The effect of RK1 on the AKT/Nrf2/HO-1 signaling pathway was further evaluated in the PIG1 cell line. The results showed that H₂O₂ treatment significantly decreased the protein expression levels of HO-1, the ratio of p-AKT to AKT, and Nrf2 nuclear to cytosolic translocation in the PIG1 cell line (Fig. 4A-D). In addition, compared with that in the H₂O₂ group, the protein expression levels of HO-1, the ratio of p-AKT to AKT, and Nrf2 nuclear to cytosolic translocation were increased in the RK1 group (Fig. 4A-D). The Nrf2 translocation in the PIG1 cell line following treatment with RK1 (0.4 mM) was subsequently investigated using immunofluorescence staining. As expected, RK1 promoted nuclear translocation of Nrf2 (Fig. 4E). These results indicated that H₂O₂ treatment inhibited the activation of the AKT/Nrf2/HO-1 signaling pathway and promoted Nrf2 translocation from the nucleus to the cytoplasm, while RK1 pretreatment could reverse this effect.

To clarify whether the PI3K/AKT signaling pathway is involved in the protective effects of RK1 in the PIG1 cell line against H₂O₂-induced damage, the PI3K inhibitor LY294002 was used to treat the melanocytes. As shown in Fig. 5A, pretreatment with LY294002 significantly decreased the effects of RK1 on the protein expression levels of p-AKT, Nrf2 and HO-1. In addition, LY294002 also reversed the nuclear translocation of Nrf2 induced by RK1 (Fig. 5C). The findings suggested that the protective effect of RK1 against H₂O₂-induced downregulation of the Nrf2/HO-1 signaling pathway and Nrf2 nuclear translocation was mediated by the PI3K/AKT signaling pathway in the PIG1 cell line.

The effect of LY294002 on the cell viability of the PIG1 cell line was subsequently investigated. As shown in Fig. 5B, LY294002 significantly reduced the protective effect of RK1 on the cell viability of the PIG1 cell line. Then, the effect of LY294002 on apoptosis in the PIG1 cell line exposed to H₂O₂ was investigated. As shown in Fig. 5D and E, RK1 treatment significantly decreased the apoptotic rate of the PIG1 cell line exposed to H₂O₂, while the pretreatment of LY294002 significantly inhibited the protective effect of RK1 on the PIG1 cell line. These results demonstrated that pretreatment with RK1 increased the viability of the PIG1 cell line and resulted in a significant decrease of apoptotic cells via the PI3K/AKT signaling pathway.

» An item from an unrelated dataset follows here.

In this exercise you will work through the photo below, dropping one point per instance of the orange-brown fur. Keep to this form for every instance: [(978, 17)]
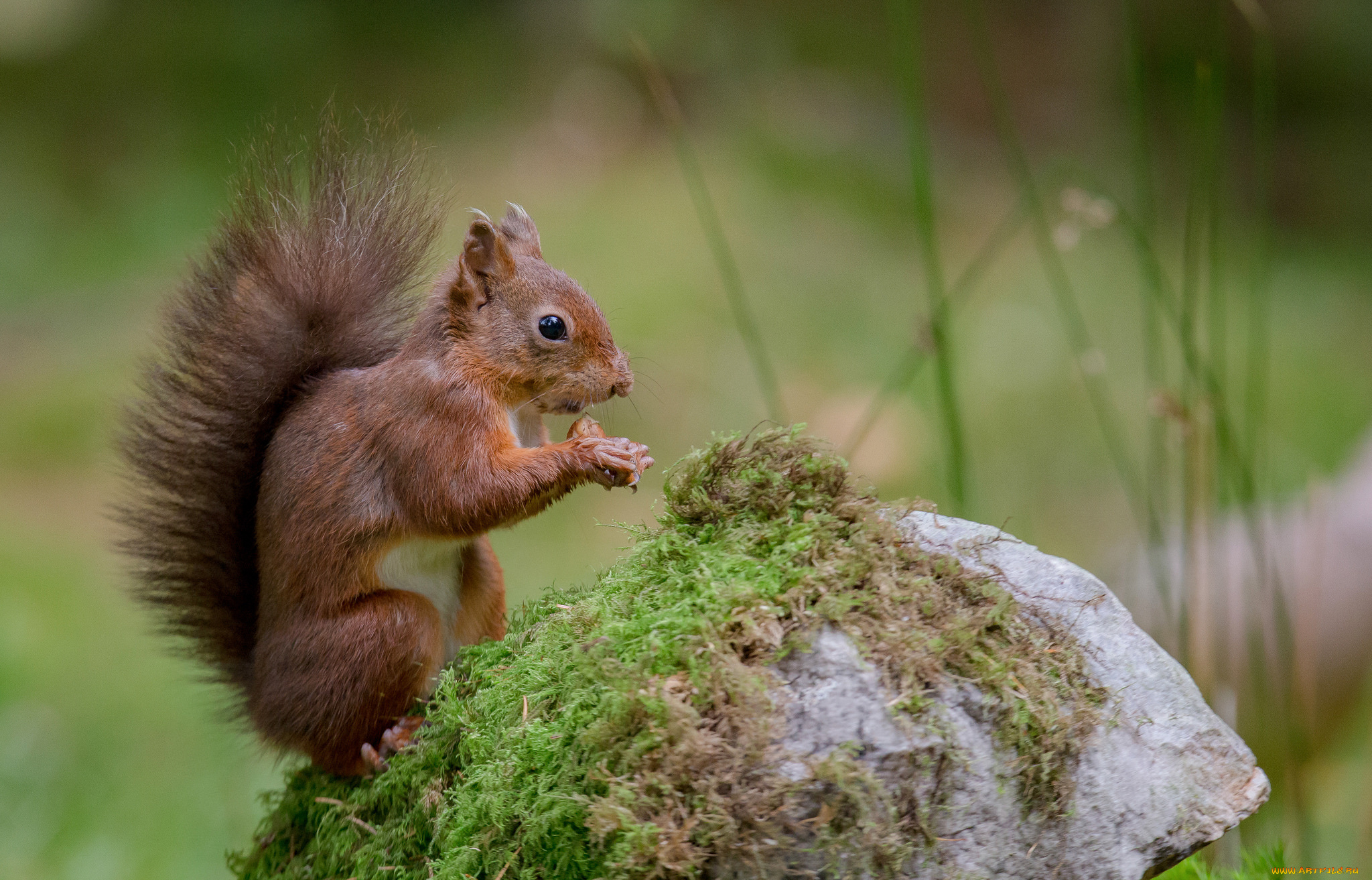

To verify whether RK1 had a protective effect on H₂O₂-induced OS via the PI3K/AKT signaling pathway, the PIG1 cell line was treated with LY294002. As shown in Fig. 6A-C, treatment with RK1 significantly increased the activity level of SOD, CAT and GSH-Px in the PIG1 cell line exposed to H₂O₂, whereas LY294002 could significantly reverse this effect. These data indicated that RK1 alleviated the oxidative damage of the PIG1 cell line induced by H₂O₂ via the PI3K/AKT signaling pathway.